Henry Jones

Personal information
- Full name: Henry David Jones
- Born: 8 March 1989 (age 37) Kingston-upon-Thames, Greater London, England
- Height: 6 ft 7 in (2.01 m)
- Batting: Right-handed
- Bowling: Right-arm medium

Domestic team information
- 2008–2009: Loughborough UCCE

Career statistics
| Competition | First-class |
| Matches | 5 |
| Runs scored | 8 |
| Batting average | 2.66 |
| 100s/50s | –/– |
| Top score | 6* |
| Balls bowled | 546 |
| Wickets | 6 |
| Bowling average | 57.33 |
| 5 wickets in innings | – |
| 10 wickets in match | – |
| Best bowling | 4/57 |
| Catches/stumpings | 1/– |
- Source: Cricinfo, 16 August 2011

= Henry Jones (cricketer) =

English cricketer (born 1989)

Henry David Jones (born 8 March 1989) is an English cricketer. Jones is a right-handed batsman who bowls right-arm medium pace. He was born in Kingston-upon-Thames, Greater London and was educated at Caterham School.

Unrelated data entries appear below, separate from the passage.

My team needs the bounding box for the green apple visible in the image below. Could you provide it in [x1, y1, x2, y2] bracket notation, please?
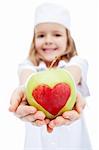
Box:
[25, 68, 76, 119]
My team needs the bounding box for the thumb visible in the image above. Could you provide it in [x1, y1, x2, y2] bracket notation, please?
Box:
[9, 96, 22, 112]
[9, 87, 25, 112]
[75, 92, 86, 113]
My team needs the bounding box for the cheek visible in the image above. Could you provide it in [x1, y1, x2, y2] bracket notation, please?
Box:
[62, 38, 67, 50]
[62, 42, 67, 50]
[58, 40, 67, 50]
[35, 40, 42, 50]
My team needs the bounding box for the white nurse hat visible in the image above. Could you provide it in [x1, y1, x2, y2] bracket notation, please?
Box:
[34, 3, 71, 30]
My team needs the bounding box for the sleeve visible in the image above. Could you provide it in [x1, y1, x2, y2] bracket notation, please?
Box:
[17, 59, 37, 77]
[68, 56, 90, 97]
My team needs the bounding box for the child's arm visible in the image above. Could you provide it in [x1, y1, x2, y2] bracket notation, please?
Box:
[66, 65, 82, 85]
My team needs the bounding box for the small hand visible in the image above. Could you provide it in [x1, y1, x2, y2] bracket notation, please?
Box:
[9, 86, 46, 126]
[12, 98, 47, 126]
[47, 92, 86, 132]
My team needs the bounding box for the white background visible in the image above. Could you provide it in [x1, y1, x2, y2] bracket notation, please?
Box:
[0, 0, 98, 149]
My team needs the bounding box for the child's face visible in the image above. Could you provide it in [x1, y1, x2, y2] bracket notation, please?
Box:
[34, 23, 67, 62]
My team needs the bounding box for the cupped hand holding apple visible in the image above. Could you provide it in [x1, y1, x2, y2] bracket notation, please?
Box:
[9, 81, 86, 132]
[9, 86, 47, 126]
[47, 91, 86, 132]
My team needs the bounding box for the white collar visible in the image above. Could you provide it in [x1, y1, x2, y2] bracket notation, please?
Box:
[38, 60, 67, 69]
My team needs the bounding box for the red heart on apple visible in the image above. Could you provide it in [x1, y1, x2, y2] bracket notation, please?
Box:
[25, 68, 76, 119]
[32, 83, 71, 115]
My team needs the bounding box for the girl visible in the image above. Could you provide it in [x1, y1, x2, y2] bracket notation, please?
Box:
[9, 3, 92, 150]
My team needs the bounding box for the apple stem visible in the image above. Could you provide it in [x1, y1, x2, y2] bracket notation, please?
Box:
[49, 57, 58, 69]
[49, 52, 68, 69]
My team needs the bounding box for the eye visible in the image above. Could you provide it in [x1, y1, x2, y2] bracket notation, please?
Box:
[37, 34, 45, 38]
[54, 34, 62, 37]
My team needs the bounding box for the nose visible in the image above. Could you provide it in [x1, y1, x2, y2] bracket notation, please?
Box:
[45, 34, 53, 45]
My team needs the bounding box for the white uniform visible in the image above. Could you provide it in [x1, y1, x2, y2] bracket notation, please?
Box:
[18, 56, 92, 150]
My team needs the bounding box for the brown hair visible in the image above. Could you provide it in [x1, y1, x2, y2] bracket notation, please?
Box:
[28, 29, 78, 66]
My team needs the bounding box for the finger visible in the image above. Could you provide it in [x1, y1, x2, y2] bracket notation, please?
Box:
[48, 120, 56, 129]
[9, 87, 25, 112]
[49, 116, 72, 128]
[21, 114, 36, 122]
[32, 120, 46, 126]
[62, 110, 80, 121]
[31, 121, 38, 126]
[9, 95, 22, 112]
[75, 92, 86, 113]
[63, 119, 73, 125]
[33, 111, 45, 120]
[54, 116, 66, 126]
[36, 120, 46, 126]
[45, 119, 50, 124]
[47, 125, 53, 133]
[15, 105, 37, 118]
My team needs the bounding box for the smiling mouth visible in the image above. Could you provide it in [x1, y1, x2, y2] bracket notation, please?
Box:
[43, 48, 58, 52]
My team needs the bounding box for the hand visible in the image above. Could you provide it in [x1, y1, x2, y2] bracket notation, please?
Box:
[47, 92, 86, 132]
[9, 86, 47, 126]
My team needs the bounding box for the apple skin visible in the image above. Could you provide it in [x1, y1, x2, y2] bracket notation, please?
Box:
[25, 68, 76, 119]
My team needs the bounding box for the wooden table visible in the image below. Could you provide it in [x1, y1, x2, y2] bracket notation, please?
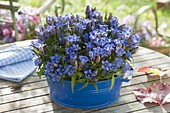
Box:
[0, 41, 170, 113]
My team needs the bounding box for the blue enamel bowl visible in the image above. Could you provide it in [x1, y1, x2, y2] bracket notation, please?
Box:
[47, 75, 127, 109]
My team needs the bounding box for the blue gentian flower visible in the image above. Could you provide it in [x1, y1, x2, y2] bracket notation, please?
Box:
[79, 55, 89, 66]
[122, 63, 131, 74]
[44, 70, 51, 79]
[89, 50, 99, 60]
[122, 26, 133, 38]
[50, 54, 62, 64]
[84, 70, 96, 79]
[82, 33, 89, 42]
[116, 47, 125, 56]
[31, 39, 44, 49]
[109, 63, 117, 72]
[56, 65, 67, 76]
[65, 65, 75, 76]
[100, 49, 109, 58]
[46, 15, 53, 25]
[102, 60, 112, 71]
[65, 34, 80, 44]
[109, 17, 118, 28]
[65, 44, 80, 54]
[51, 71, 62, 81]
[98, 25, 108, 31]
[74, 22, 86, 34]
[33, 56, 42, 66]
[64, 55, 71, 65]
[85, 42, 94, 52]
[103, 43, 114, 55]
[126, 51, 132, 59]
[43, 29, 50, 38]
[123, 39, 129, 47]
[72, 44, 80, 51]
[89, 11, 101, 19]
[130, 34, 141, 48]
[93, 47, 101, 55]
[31, 6, 142, 85]
[93, 37, 108, 47]
[113, 39, 122, 46]
[70, 52, 77, 63]
[114, 58, 124, 68]
[45, 61, 54, 72]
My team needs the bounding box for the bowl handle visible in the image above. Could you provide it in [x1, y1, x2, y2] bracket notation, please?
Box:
[121, 69, 134, 82]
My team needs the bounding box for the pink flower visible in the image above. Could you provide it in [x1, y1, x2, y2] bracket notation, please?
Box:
[16, 21, 26, 33]
[3, 28, 12, 36]
[18, 33, 25, 41]
[150, 37, 165, 48]
[29, 15, 41, 23]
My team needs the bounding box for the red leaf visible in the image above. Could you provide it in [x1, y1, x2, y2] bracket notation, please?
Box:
[138, 66, 162, 73]
[132, 83, 170, 105]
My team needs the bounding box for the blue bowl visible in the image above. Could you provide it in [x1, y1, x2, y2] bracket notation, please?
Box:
[47, 75, 125, 109]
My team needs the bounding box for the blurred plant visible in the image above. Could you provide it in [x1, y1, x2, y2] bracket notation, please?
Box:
[121, 14, 169, 48]
[0, 6, 41, 43]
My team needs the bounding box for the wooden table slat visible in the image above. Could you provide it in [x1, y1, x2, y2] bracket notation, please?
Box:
[134, 103, 170, 113]
[0, 40, 170, 113]
[0, 52, 169, 89]
[1, 77, 170, 113]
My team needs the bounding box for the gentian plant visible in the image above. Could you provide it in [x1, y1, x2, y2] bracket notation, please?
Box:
[31, 6, 141, 92]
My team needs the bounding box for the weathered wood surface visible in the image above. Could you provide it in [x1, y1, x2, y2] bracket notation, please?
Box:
[0, 41, 170, 113]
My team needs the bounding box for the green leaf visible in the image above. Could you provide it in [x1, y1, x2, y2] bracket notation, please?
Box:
[78, 81, 89, 91]
[116, 70, 122, 76]
[91, 82, 98, 92]
[71, 75, 76, 93]
[75, 78, 86, 84]
[57, 47, 65, 52]
[77, 72, 84, 79]
[110, 76, 115, 90]
[33, 48, 40, 55]
[62, 55, 65, 64]
[37, 65, 45, 79]
[61, 78, 64, 87]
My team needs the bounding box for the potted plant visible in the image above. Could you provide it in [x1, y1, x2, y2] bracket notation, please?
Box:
[30, 6, 141, 109]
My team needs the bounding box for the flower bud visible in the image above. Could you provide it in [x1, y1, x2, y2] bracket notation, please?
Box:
[51, 28, 56, 35]
[54, 63, 58, 67]
[108, 13, 113, 20]
[86, 22, 91, 32]
[85, 5, 90, 18]
[56, 27, 60, 35]
[98, 13, 102, 20]
[39, 47, 43, 53]
[74, 60, 78, 70]
[104, 12, 108, 22]
[52, 45, 57, 53]
[95, 55, 100, 63]
[43, 46, 48, 54]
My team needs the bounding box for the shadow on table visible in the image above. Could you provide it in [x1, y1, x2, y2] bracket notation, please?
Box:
[144, 103, 170, 113]
[50, 99, 83, 113]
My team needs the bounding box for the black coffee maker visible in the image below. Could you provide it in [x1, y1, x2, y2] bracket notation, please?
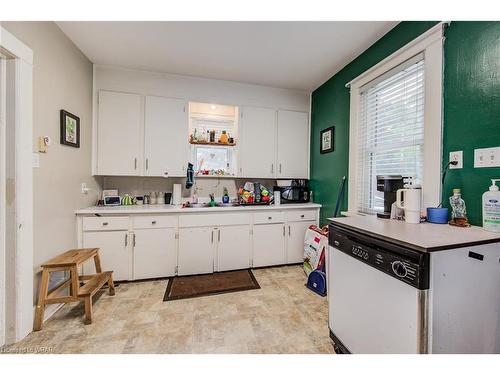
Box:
[376, 175, 404, 219]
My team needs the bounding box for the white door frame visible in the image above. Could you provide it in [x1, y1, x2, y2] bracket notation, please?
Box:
[0, 26, 34, 345]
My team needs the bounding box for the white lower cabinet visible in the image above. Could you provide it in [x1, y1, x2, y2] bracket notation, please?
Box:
[252, 223, 286, 267]
[78, 208, 319, 279]
[132, 228, 177, 279]
[286, 221, 316, 264]
[83, 230, 131, 281]
[178, 226, 215, 275]
[217, 225, 251, 271]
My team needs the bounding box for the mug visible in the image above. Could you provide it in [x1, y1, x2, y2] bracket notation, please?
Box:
[396, 188, 422, 224]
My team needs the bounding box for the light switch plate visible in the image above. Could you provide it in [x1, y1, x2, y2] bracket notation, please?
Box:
[474, 147, 500, 168]
[449, 151, 463, 169]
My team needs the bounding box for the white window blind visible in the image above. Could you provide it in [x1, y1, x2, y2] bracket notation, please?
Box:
[356, 54, 425, 214]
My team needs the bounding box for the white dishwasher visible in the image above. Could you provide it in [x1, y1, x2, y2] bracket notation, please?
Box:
[328, 225, 429, 354]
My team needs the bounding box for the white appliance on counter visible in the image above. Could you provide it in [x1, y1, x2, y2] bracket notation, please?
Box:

While studying for his degree at Loughborough University, Jones made his first-class debut for Loughborough UCCE against Gloucestershire in 2008. He made four further appearances for the team, the last of which came against Hampshire in 2009. In his five first-class matches, Jones scored 8 runs at an average of 2.66, with a high score of 6 not out. With the ball, he took 6 wickets at a bowling average of 57.33, with best figures of 4/57.